In 2008 she was investigated by the Nigerian Senate for paying $263 million to contractors while she was Transport Minister. She was never charged. Then she was accused of spending $20 billion dollars that went missing from oil coffers.
In September 2008 there was an unsuccessful attempt to kidnap her and her son. In October 2009, the Nigerian Senate indicted Alison-Madueke and recommended prosecution for the alleged transfer of 1.2 billion naira into the private account of a toll company. That went nowhere. She is accused of leaving Nigeria before her term as oil minister was up, allegedly to escape the new administration of President Muhammadu Buhari with his anti-corruption ticket.

There is no evidence she did any of these things, but just in case her accusers missed something, she was deemed aloof, inaccessible and an absentee minister who was hardly at her desk, according to a report in ThisDayLive. “She was reviled and blamed for much of the ills – real and imagined – of the oil and gas sector,” the report said.
Not everyone was buying in to the attacks on Diezani Alison-Madueke’s character. She was featured on the cover of Forbes Magazine’s April-May edition.

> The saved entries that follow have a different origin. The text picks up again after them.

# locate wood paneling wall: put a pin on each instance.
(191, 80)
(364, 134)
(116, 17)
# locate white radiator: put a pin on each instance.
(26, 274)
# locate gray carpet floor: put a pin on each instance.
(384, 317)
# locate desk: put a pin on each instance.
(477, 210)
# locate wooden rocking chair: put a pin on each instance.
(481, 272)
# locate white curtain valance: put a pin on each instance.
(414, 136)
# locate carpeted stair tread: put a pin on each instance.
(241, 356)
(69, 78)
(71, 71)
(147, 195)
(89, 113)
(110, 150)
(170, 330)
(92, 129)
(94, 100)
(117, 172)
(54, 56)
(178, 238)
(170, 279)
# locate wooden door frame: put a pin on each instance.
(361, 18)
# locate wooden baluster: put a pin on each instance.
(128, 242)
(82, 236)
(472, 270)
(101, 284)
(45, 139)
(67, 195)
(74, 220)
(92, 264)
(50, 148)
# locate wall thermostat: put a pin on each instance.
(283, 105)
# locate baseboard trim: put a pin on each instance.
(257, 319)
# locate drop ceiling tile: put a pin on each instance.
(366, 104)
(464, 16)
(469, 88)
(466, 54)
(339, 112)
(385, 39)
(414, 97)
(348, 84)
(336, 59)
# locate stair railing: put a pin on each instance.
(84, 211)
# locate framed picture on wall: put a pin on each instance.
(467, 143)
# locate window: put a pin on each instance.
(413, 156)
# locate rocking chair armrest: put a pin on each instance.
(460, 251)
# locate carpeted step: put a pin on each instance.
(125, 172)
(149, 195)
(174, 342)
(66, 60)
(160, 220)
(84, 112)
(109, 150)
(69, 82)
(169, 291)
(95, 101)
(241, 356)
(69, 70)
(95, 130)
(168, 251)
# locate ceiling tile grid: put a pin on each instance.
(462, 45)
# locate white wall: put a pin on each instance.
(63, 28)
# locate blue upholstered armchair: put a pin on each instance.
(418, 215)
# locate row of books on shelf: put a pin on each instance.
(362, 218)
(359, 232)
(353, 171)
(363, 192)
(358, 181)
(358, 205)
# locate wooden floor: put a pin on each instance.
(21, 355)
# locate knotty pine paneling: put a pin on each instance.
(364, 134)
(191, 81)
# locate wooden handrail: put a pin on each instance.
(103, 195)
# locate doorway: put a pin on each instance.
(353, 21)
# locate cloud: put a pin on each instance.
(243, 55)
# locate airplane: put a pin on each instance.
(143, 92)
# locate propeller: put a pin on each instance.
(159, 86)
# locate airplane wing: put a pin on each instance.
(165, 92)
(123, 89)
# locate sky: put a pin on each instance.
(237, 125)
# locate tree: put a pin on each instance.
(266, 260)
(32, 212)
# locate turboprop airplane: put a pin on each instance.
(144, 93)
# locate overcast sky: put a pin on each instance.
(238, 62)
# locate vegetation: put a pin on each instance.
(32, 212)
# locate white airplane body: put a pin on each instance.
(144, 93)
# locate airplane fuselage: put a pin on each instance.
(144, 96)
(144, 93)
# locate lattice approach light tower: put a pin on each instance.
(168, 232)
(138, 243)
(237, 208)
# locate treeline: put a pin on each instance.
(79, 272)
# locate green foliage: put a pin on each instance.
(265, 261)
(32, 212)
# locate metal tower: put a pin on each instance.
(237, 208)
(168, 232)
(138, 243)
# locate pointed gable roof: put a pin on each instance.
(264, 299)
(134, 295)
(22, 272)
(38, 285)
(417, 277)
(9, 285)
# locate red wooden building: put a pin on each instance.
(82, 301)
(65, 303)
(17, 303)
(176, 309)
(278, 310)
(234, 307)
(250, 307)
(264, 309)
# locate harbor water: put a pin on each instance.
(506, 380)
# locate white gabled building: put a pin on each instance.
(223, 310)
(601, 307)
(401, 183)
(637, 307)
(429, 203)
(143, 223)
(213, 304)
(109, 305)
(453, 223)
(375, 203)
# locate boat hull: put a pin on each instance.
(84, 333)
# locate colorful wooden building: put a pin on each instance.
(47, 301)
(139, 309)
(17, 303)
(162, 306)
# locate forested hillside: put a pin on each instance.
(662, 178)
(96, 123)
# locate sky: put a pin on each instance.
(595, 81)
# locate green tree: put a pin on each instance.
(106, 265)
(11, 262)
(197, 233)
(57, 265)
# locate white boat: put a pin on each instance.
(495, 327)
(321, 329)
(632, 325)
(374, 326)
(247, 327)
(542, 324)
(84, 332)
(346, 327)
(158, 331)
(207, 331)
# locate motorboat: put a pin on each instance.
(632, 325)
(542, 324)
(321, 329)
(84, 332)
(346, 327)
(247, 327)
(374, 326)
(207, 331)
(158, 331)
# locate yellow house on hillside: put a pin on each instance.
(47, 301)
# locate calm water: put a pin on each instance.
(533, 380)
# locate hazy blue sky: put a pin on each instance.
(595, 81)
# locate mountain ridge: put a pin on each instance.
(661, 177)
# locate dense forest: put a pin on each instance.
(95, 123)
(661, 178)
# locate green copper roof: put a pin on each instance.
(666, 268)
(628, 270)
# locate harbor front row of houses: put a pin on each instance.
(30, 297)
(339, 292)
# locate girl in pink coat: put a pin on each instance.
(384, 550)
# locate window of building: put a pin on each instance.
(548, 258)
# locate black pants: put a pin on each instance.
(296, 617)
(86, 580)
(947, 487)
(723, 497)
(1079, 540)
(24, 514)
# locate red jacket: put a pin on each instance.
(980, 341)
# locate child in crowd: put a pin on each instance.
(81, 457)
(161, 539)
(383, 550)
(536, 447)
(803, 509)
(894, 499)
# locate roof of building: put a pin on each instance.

As the new president of OPEC, Alison-Madueke took over from Abdourhman Atahar Al-Ahirish, Libya’s vice prime minister of corporations.

In her acceptance speech, she said, “U.S. shale oil and gas had a lot of impacts on all major oil and gas-producing economies. It is a major game changer for all stakeholders in the energy mix across the globe,” Vanguard reported.
Alison-Madueke talked to CNBCAfrica about what it’s like to break into new frontiers.

“When you realize the glass ceilings you’re breaking open a door or window for other women all over the world to enter, it brings with it great responsibility,” she said. “The gravity and burden of the responsibility is always on me as I break into new frontiers.

 

“As women, no matter how adept we may appear to be, there are many women around the world who have been shut out. We work probably more than our male counterparts to make sure we are fitting mentors for the women who come behind us — because they will come.”

Nigeria’s oil sector has been rife with theft and vandalism. It has been challenging, Alison-Madueke said, but the sector is a challenging one all over the world — not just in Nigeria.

In Nigeria, “we are trying to diversity through agriculture,” Alison-Madueke said. “We are trying to be more competitive and have a more enabling environment. We have already started to implement a number of reforms in the sector.”

She cites the Nigerian Content Act of 2010 which she said has vastly changed the face of the downstream oil and gas sector. “Well over 300,000 jobs have been created because of the trickle-down effect,” she said.
Her hopes for the future of Nigerian leadership in the oil and gas sector? “We can leave this place better than we met it and better for all Nigerians,” she said. “We can open up oil and gas and allow so many more Nigerians to benefit from the oil that runs under their feet. The lives of communities can be changed completely.”
So how did she handle the viciousness of her attackers?

“This is a challenging sector for a woman in a man’s world and I’m not feeble about it or shaken by the vagaries and viciousness that surrounds the politics of Nigeria,” she told CNBC. “Instead of turning around and being equally vicious, I put my energy in turning around the sector.”

She cited subsidy fraud. “In 2011 I cut off 92 marketers who we believed were carrying out illegal acts. Immediately the level of subsidies dropped by almost 50 percent. We went for complete deregulation shortly after that…to improve transparency,” she said.